Survival was significantly improved with ibrutinib versus chlorambucil.
Treatment for patients with relapsed and high-risk chronic lymphocytic leukemia (CLL) or small lymphocytic lymphoma (SLL) has been revolutionized by agents targeting the B-cell receptor pathway.
To test the frontline therapeutic activity of the Bruton tyrosine kinase inhibitor ibrutinib, investigators conducted an industry-sponsored, international, open-label, randomized, phase III trial comparing ibrutinib with chlorambucil in 269 previously untreated patients (median age, 73). The study arms were balanced for the adverse prognostic markers del(11q) and unmutated IGHV. Patients with the poor-risk biomarker del(17p) were excluded.
Progression-free survival (the primary endpoint) at 18 months was improved with ibrutinib versus chlorambucil in both IGHV-mutated and unmutated CLL (89% vs. 47%–51%), as were overall survival at 24 months (98% vs. 85%; P=0.001), overall response (86% vs. 35%), and rates of sustained increases in hemoglobin and platelet levels. Treatment was discontinued in fewer ibrutinib recipients than chlorambucil recipients (9% vs. 23%).
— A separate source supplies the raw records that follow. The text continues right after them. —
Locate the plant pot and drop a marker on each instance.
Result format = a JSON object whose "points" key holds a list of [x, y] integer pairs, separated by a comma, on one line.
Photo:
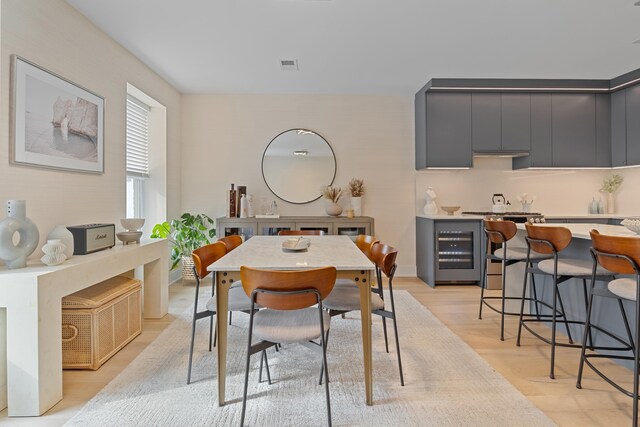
{"points": [[333, 209], [187, 268], [356, 205]]}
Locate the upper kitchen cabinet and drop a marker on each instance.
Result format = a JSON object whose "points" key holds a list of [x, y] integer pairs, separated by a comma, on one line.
{"points": [[444, 141], [573, 127]]}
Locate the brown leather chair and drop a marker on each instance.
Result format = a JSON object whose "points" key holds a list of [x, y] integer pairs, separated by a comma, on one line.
{"points": [[620, 255], [551, 240], [289, 315], [347, 298], [301, 233], [500, 233], [203, 257]]}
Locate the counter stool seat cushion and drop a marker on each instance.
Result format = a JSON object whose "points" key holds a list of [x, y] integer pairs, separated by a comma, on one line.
{"points": [[624, 288], [572, 267], [347, 298], [519, 254], [238, 301], [289, 326]]}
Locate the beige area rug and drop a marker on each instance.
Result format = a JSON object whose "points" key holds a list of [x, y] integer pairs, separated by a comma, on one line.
{"points": [[447, 383]]}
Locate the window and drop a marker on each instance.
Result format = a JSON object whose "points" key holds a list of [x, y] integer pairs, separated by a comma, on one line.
{"points": [[137, 155]]}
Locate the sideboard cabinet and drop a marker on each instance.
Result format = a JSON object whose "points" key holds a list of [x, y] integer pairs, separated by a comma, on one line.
{"points": [[248, 227]]}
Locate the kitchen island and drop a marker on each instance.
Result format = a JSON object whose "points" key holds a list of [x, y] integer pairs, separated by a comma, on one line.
{"points": [[606, 313]]}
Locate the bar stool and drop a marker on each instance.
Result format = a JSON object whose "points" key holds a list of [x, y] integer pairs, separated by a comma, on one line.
{"points": [[551, 240], [500, 232], [620, 255]]}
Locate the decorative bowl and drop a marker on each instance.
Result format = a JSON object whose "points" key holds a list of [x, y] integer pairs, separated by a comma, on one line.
{"points": [[127, 237], [449, 209], [632, 224], [132, 224]]}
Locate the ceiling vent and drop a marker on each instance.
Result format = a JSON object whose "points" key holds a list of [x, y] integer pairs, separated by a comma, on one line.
{"points": [[289, 64]]}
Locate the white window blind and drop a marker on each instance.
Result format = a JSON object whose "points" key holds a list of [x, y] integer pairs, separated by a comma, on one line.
{"points": [[137, 138]]}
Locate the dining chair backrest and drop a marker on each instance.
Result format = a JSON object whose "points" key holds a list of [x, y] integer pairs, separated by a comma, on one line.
{"points": [[206, 255], [364, 242], [558, 238], [384, 257], [231, 242], [283, 285], [499, 231], [301, 233], [618, 254]]}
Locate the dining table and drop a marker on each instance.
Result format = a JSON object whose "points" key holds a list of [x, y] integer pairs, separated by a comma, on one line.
{"points": [[267, 252]]}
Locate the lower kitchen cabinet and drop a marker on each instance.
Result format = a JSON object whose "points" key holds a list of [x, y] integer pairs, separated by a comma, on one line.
{"points": [[448, 251]]}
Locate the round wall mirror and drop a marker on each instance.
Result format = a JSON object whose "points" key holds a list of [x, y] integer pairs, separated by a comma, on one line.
{"points": [[296, 165]]}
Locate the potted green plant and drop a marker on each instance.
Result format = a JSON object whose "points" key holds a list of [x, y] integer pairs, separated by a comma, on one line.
{"points": [[185, 234]]}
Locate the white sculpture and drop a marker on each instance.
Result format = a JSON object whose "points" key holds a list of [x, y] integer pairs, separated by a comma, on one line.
{"points": [[430, 207]]}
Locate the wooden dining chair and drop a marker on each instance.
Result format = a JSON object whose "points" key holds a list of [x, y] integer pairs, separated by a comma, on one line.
{"points": [[203, 257], [289, 315], [620, 255], [347, 298], [301, 233]]}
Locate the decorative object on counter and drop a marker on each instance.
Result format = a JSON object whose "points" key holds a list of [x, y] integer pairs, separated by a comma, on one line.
{"points": [[632, 224], [13, 254], [185, 234], [526, 202], [356, 187], [450, 210], [430, 207], [54, 252], [610, 185], [333, 195], [62, 233]]}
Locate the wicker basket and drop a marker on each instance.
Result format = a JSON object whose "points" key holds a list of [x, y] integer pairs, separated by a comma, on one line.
{"points": [[100, 320]]}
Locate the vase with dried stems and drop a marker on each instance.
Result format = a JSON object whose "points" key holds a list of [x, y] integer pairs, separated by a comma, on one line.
{"points": [[333, 196], [356, 188]]}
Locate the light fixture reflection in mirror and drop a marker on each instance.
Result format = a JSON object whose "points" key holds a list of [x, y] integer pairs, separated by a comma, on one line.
{"points": [[296, 165]]}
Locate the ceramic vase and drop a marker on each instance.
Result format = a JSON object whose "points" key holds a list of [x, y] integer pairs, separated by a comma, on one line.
{"points": [[14, 254], [61, 232], [611, 204], [54, 252], [356, 205], [333, 209]]}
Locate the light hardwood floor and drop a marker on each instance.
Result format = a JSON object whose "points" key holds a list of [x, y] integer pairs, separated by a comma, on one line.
{"points": [[526, 367]]}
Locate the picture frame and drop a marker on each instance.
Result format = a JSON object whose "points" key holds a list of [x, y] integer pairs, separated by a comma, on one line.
{"points": [[55, 123]]}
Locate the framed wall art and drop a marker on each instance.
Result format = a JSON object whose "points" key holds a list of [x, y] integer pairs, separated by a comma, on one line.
{"points": [[56, 123]]}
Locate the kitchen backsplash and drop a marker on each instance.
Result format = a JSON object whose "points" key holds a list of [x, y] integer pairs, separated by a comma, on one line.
{"points": [[557, 192]]}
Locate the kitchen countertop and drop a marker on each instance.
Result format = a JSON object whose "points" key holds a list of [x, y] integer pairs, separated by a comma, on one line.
{"points": [[581, 230]]}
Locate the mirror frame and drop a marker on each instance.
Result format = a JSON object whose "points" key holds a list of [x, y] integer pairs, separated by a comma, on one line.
{"points": [[335, 165]]}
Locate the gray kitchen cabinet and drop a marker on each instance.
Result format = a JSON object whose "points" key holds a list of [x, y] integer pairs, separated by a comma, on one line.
{"points": [[573, 126], [448, 251], [633, 125], [486, 122], [541, 153], [619, 128], [448, 130], [603, 130], [516, 122]]}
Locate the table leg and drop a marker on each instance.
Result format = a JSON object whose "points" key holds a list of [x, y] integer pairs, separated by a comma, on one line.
{"points": [[365, 311], [222, 300]]}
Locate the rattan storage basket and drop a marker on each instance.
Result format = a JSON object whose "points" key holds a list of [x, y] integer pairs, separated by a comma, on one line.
{"points": [[98, 321]]}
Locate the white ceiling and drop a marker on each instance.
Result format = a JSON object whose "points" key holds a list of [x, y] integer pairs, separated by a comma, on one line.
{"points": [[369, 46]]}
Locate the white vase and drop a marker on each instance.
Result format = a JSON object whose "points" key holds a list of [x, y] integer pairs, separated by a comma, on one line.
{"points": [[611, 205], [53, 252], [61, 232], [13, 254], [333, 209], [356, 205]]}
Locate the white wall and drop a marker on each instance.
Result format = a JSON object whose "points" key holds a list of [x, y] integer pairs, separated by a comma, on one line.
{"points": [[224, 137], [558, 192]]}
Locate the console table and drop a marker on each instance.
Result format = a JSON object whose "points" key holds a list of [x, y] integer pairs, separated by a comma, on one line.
{"points": [[339, 225], [31, 298]]}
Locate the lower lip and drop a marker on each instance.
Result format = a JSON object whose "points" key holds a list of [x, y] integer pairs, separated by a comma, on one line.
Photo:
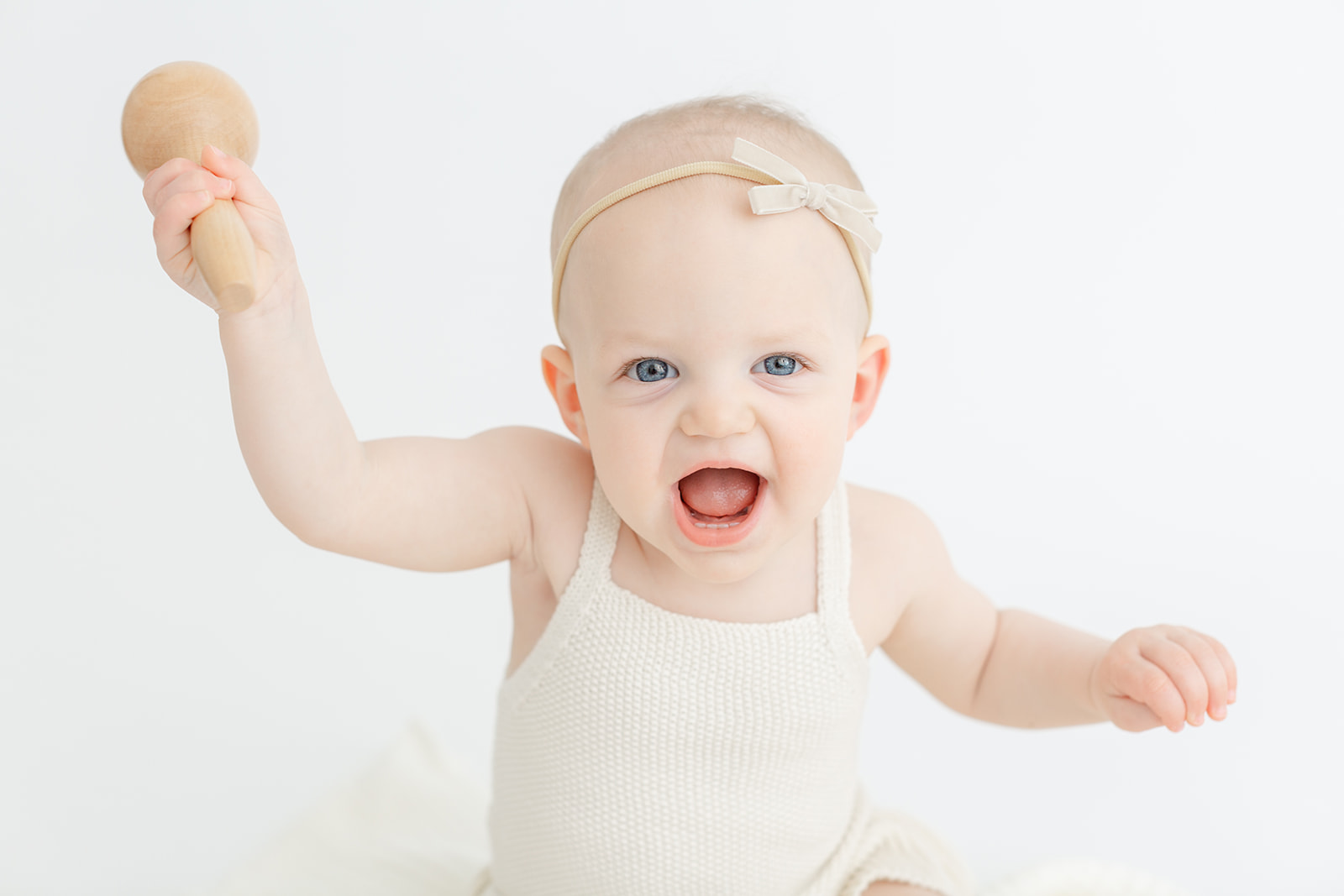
{"points": [[709, 537]]}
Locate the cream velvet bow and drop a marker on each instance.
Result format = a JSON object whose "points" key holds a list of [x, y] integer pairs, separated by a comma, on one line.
{"points": [[843, 207]]}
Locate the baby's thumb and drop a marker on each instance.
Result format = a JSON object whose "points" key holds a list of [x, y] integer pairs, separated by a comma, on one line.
{"points": [[246, 184]]}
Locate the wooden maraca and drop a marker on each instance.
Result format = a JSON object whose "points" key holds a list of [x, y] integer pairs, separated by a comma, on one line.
{"points": [[175, 110]]}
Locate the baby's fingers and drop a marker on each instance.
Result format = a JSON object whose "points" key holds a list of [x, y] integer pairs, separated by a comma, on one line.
{"points": [[179, 176], [249, 187], [1148, 684], [174, 219], [1203, 652]]}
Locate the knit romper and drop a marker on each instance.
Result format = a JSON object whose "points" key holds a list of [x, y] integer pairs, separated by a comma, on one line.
{"points": [[642, 752]]}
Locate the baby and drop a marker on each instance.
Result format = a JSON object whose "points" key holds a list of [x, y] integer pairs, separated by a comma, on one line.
{"points": [[696, 594]]}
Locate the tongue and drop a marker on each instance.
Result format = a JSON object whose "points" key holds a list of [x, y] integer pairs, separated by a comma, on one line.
{"points": [[712, 492]]}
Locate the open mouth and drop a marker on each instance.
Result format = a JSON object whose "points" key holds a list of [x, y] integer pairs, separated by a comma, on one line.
{"points": [[719, 497]]}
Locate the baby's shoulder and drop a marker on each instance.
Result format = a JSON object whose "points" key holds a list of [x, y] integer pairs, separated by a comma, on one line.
{"points": [[895, 546], [555, 474]]}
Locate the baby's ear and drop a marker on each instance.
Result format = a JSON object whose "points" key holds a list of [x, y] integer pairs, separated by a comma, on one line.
{"points": [[558, 369], [874, 359]]}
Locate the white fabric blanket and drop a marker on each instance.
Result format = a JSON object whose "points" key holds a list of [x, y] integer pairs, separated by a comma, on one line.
{"points": [[413, 824]]}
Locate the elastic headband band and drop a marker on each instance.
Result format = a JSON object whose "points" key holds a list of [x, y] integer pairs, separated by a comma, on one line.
{"points": [[783, 190]]}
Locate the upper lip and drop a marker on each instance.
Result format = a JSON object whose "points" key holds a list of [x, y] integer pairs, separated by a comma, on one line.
{"points": [[726, 464]]}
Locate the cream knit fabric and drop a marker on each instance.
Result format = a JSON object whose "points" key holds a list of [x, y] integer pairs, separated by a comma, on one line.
{"points": [[644, 752]]}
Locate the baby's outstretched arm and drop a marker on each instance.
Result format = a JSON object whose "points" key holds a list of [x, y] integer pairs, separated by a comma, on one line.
{"points": [[1015, 668], [417, 503]]}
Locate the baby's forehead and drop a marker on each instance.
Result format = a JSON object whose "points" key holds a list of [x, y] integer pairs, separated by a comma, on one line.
{"points": [[628, 157], [689, 261]]}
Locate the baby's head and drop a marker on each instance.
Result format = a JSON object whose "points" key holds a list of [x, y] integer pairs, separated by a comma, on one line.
{"points": [[699, 335]]}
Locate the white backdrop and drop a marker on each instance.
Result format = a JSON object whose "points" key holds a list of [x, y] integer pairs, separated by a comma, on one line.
{"points": [[1110, 275]]}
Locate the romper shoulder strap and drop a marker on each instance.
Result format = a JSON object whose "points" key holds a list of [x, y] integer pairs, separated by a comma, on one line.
{"points": [[833, 562], [600, 537]]}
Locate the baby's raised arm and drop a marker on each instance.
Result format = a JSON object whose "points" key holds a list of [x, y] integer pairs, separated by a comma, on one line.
{"points": [[416, 503], [1015, 668]]}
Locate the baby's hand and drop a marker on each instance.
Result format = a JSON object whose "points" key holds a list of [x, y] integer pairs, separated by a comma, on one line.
{"points": [[1164, 676], [179, 190]]}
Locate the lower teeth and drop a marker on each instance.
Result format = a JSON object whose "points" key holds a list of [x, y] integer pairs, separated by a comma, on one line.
{"points": [[743, 513]]}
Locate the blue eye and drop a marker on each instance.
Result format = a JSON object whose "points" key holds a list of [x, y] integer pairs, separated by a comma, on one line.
{"points": [[651, 369], [777, 365]]}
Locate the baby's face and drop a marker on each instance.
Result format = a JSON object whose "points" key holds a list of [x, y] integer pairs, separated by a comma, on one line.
{"points": [[705, 336]]}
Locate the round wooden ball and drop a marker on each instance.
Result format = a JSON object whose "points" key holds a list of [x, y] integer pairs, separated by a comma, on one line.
{"points": [[179, 107]]}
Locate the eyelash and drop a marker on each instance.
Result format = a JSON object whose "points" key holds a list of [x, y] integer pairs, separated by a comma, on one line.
{"points": [[629, 365]]}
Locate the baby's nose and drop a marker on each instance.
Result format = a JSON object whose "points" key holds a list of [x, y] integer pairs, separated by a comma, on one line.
{"points": [[717, 412]]}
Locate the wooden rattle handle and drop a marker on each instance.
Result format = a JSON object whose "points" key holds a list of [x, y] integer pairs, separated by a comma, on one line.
{"points": [[174, 112], [225, 253]]}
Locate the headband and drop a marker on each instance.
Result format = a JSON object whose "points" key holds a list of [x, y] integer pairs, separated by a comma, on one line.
{"points": [[783, 190]]}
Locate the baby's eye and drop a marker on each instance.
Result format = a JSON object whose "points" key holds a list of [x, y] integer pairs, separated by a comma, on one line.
{"points": [[651, 369], [777, 364]]}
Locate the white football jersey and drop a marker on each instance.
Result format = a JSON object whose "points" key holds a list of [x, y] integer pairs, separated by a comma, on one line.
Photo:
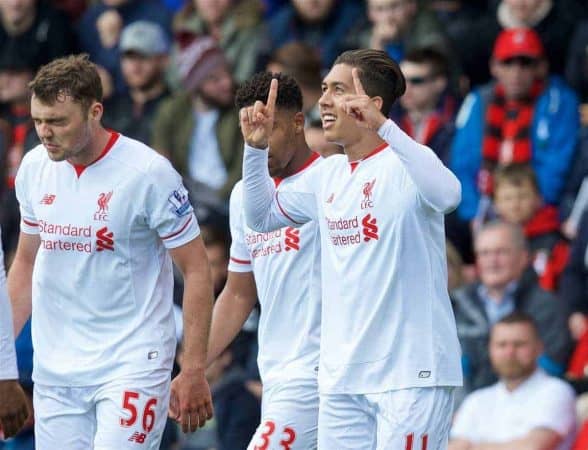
{"points": [[286, 267], [8, 369], [387, 321], [102, 280]]}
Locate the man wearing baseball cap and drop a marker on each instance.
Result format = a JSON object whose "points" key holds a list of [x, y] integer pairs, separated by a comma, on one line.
{"points": [[144, 49], [522, 116]]}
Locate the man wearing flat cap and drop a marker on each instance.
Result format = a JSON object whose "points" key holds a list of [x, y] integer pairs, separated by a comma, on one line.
{"points": [[144, 49]]}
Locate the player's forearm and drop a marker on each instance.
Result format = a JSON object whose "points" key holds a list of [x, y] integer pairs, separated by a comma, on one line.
{"points": [[258, 191], [8, 369], [228, 316], [20, 292], [435, 182], [197, 311]]}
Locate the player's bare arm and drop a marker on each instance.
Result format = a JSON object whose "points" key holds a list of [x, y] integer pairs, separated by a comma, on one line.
{"points": [[257, 121], [190, 401], [20, 279], [365, 109], [14, 408], [231, 309]]}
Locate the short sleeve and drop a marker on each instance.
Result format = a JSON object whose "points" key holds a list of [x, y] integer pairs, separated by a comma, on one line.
{"points": [[168, 208], [28, 221], [240, 258]]}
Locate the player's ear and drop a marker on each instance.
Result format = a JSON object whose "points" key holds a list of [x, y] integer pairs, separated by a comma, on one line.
{"points": [[95, 111], [378, 101], [299, 122]]}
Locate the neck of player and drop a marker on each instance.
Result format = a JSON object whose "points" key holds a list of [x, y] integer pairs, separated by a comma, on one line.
{"points": [[365, 143], [96, 145]]}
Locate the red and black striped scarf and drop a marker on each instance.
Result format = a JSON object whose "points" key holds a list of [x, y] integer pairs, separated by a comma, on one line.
{"points": [[507, 135]]}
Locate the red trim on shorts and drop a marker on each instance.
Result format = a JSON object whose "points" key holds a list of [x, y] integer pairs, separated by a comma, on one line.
{"points": [[79, 168], [169, 236]]}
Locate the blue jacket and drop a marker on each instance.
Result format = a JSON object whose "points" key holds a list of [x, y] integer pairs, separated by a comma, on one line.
{"points": [[555, 128]]}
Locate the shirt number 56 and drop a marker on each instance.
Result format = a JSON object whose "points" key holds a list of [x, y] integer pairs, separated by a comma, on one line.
{"points": [[129, 403]]}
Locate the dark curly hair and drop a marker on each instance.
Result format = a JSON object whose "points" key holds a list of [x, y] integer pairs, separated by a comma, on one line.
{"points": [[257, 88], [379, 74]]}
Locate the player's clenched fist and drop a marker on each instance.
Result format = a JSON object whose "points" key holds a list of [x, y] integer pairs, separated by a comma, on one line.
{"points": [[257, 121], [365, 109], [190, 401], [14, 409]]}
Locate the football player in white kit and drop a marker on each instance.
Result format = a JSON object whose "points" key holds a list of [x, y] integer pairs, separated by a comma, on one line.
{"points": [[100, 216], [390, 357], [14, 410], [282, 269]]}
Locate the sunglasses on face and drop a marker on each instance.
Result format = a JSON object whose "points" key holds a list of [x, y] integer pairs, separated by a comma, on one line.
{"points": [[522, 61]]}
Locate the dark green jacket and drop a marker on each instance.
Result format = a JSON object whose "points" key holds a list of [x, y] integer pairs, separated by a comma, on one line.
{"points": [[172, 134]]}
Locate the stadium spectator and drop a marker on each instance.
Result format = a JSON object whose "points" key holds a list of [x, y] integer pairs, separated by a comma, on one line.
{"points": [[574, 283], [100, 27], [302, 62], [399, 26], [322, 24], [577, 65], [235, 24], [548, 18], [427, 110], [143, 48], [526, 408], [520, 117], [517, 200], [506, 284], [198, 129], [35, 30], [17, 134]]}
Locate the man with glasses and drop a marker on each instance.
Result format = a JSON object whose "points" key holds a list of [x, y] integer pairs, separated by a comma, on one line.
{"points": [[427, 111], [522, 116]]}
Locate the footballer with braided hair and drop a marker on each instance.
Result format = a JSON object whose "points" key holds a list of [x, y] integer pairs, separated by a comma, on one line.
{"points": [[282, 270]]}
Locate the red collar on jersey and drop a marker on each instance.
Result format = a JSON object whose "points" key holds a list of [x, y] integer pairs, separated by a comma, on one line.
{"points": [[313, 157], [113, 138], [375, 151]]}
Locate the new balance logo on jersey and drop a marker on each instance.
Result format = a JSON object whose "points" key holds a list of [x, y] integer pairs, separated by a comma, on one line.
{"points": [[104, 240], [102, 211], [292, 241], [47, 199], [137, 437], [370, 229], [367, 194]]}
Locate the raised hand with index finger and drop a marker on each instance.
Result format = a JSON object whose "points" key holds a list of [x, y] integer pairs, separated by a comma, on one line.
{"points": [[363, 108], [257, 121]]}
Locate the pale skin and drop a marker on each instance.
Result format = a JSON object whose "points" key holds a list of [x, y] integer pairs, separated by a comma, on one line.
{"points": [[69, 133]]}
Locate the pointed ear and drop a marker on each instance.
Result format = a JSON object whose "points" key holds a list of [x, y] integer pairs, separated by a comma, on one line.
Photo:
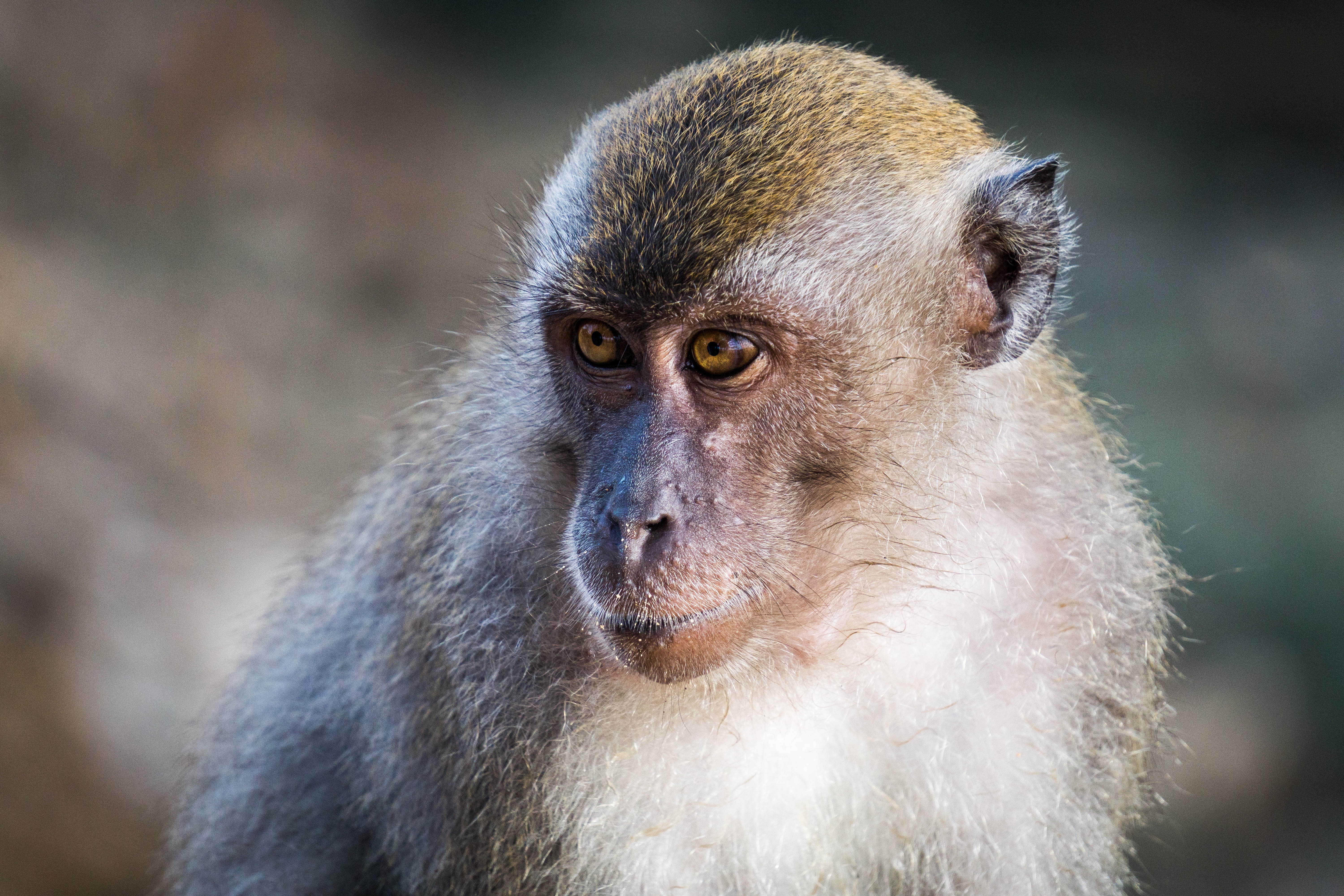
{"points": [[1010, 263]]}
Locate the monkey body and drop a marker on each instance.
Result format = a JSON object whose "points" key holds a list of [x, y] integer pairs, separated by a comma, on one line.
{"points": [[765, 546]]}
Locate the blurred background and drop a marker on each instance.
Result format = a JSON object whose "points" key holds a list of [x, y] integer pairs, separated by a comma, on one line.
{"points": [[233, 230]]}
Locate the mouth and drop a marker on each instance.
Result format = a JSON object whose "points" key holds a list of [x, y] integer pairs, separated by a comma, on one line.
{"points": [[678, 648], [638, 624]]}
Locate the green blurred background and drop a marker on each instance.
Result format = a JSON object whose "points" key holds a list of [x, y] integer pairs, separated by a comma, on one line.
{"points": [[233, 230]]}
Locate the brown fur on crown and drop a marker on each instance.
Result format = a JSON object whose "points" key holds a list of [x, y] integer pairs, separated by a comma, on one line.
{"points": [[724, 152]]}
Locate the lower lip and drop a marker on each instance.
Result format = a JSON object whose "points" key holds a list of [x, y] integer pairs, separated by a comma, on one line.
{"points": [[667, 627]]}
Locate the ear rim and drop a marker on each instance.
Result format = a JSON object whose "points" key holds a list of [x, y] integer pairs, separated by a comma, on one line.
{"points": [[1017, 224]]}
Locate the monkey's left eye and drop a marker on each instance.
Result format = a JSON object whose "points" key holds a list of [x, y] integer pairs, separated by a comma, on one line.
{"points": [[601, 346], [717, 353]]}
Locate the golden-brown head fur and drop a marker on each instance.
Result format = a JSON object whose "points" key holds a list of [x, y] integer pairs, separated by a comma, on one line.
{"points": [[725, 152]]}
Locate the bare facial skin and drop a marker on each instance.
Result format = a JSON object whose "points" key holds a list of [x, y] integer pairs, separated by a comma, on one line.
{"points": [[764, 546], [686, 488]]}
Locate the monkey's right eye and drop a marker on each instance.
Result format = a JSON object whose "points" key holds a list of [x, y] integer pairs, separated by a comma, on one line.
{"points": [[601, 346]]}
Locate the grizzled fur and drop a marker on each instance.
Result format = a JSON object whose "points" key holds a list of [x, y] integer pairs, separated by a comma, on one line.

Ibrutinib has become a standard of care in relapsed CLL or SLL, and these results now support its use as first-line therapy in addition to its current indication for del(17p) CLL. Important questions remain regarding longer-term efficacy and safety compared with anti-CD20 immunotherapy and chemotherapy as well as the role for ibrutinib combination regimens. Biomarker and minimal residual disease assessment may ultimately be useful to guide the targeted agent or regimen of choice and the duration of treatment.
Michael E. Williams, MD, ScM reviewing Burger JA et al. N Engl J Med 2015 Dec 6.